Demokratisch gegen Religionsfreiheit

 

Das Minarett-Verbot in der Schweiz hat europaweit scharfe Kritik ausgelöst. Einige Politiker rechtspopulistischer Parteien begrüßen hingegen das Votum. Die Medien diskutieren über Religionsfreiheit, Volksabstimmungen und Europas Verhältnis zum Islam. » mehr

Mit Artikeln aus folgenden Publikationen:
De Volkskrant - Niederlande, Politiken - Dänemark, Upsala Nya Tidning - Schweden, Le Temps - Schweiz

De Volkskrant - Niederlande

Das Votum der Schweizer gegen den Neubau von Minaretten ist ein "Triumph der Angst", schreibt die linksliberale Tageszeitung De Volkskrant. Doch die Schweiz ist keine Ausnahme in Europa: "Es wäre verkehrt, das Votum der Schweizer als ein absonderliches Aufbäumen der Wählerschaft abzutun, die sich bereits früher überbesorgt über mögliche Verletzungen ihrer kulturellen Einheit gezeigt hat. Trotz der Tradition der politischen Absonderung ist die Schweiz nur bis zu einer bestimmten Grenze ein Sonderfall. Es ist nicht sicher, dass ein ähnliches Referendum in anderen europäischen Ländern nicht auch eine Chance hätte. Auch anderswo hat ein großer Teil der Bevölkerung große Mühe mit dem schnellen Aufkommen und der nachdrücklichen Anwesenheit einer anderen Religion.
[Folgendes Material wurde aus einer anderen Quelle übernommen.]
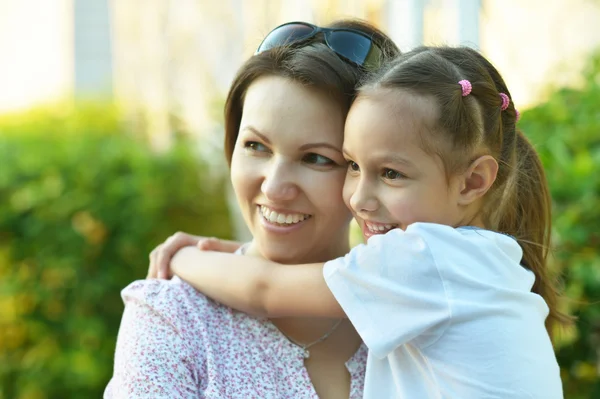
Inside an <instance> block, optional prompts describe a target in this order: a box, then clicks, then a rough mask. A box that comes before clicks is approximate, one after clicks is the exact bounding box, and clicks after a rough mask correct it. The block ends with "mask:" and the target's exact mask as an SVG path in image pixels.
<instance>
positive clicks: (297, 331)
mask: <svg viewBox="0 0 600 399" xmlns="http://www.w3.org/2000/svg"><path fill="white" fill-rule="evenodd" d="M349 251H350V247H349V245H348V243H347V242H342V243H339V244H337V245H335V244H334V245H331V246H329V247H327V248H325V249H324V250H323V251H320V252H317V253H315V252H313V253H311V254H307V255H306V256H302V257H296V258H294V259H293V260H291V261H287V262H286V263H287V264H297V265H299V266H298V267H302V266H300V265H302V264H307V263H321V262H322V263H325V262H327V261H329V260H332V259H335V258H337V257H341V256H344V255H345V254H347V253H348V252H349ZM245 255H251V256H259V257H262V258H266V257H265V256H263V254H262V253H261V252H260V248H259V245H257V244H256V243H255V242H252V243H250V245H248V247H247V248H246V251H245ZM337 321H339V319H328V318H322V317H320V318H318V317H315V318H307V317H286V318H277V319H272V320H271V322H272V323H273V324H274V325H275V326H276V327H277V328H278V329H279V330H280V331H281V332H282V333H283V334H284V335H286V336H288V337H290V338H292V339H293V340H294V341H296V342H299V343H304V344H307V343H310V342H314V341H316V340H317V339H319V338H321V337H322V336H324V335H325V334H327V333H328V332H330V331H331V330H332V327H334V326H335V325H336V323H337ZM328 341H335V345H337V346H340V345H341V346H342V347H347V348H348V349H349V350H350V352H348V353H350V356H351V354H353V353H354V351H356V349H357V348H358V347H359V346H360V343H361V339H360V337H359V335H358V333H357V332H356V330H355V329H354V327H353V326H352V324H351V323H350V322H349V321H348V320H344V321H343V322H342V323H341V324H340V325H339V326H338V327H336V328H335V331H332V332H331V334H330V335H329V337H328V338H327V339H326V340H324V341H323V342H322V343H321V344H318V345H315V350H318V347H323V348H325V347H327V346H329V345H330V344H328ZM342 352H343V351H342ZM345 360H347V359H345Z"/></svg>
Dazu stehen manche Ausdrucksformen des säkularen, individualistischen Lebensstils, der sich im Westen entwickelt hat, im Konflikt. Das Minarett fungiert dabei als Symbol für alles, was in den Augen vieler Europäer schlecht ist am Islam." (01.12.2009)

Politiken - Dänemark

Beim Schweizer Verbot von Minaretten geht es im Kern nicht um militante Islamisten - wie von rechtsgerichteten Parteien beteuert - sondern um Religionsfreiheit und Toleranz, schreibt die Tageszeitung Politiken: "Mit dem Verfassungsverbot von Minaretten in der Schweiz und der sofortigen Unterstützung sowohl von [dem niederländischen Rechtspopulisten] Geert Wilders und [der rechtspopulistischen dänischen Politikerin] Pia Kjærsgaard für ähnliche Regeln in Holland und Dänemark haben die Rechtspopulisten endgültig ihr wahres Gesicht gezeigt. Diese politischen Kräfte wollen die religiöse Toleranz in Europa abschaffen. Sie wollen mit einem zentralen Wert der europäischen Aufklärungstradition brechen. Ob wir das sehen wollen oder nicht, wir sind konfrontiert mit einer politischen Tendenz, die in ihren Konsequenzen totalitär ist und in ihrem Kern die freie Gesellschaft untergräbt, die sie angeblich gegen 'gefährliche' Minderheiten beschützen wollen. ... Europa wird eine Heimstätte für Intoleranz und Religionsverfolgung." (01.12.2009)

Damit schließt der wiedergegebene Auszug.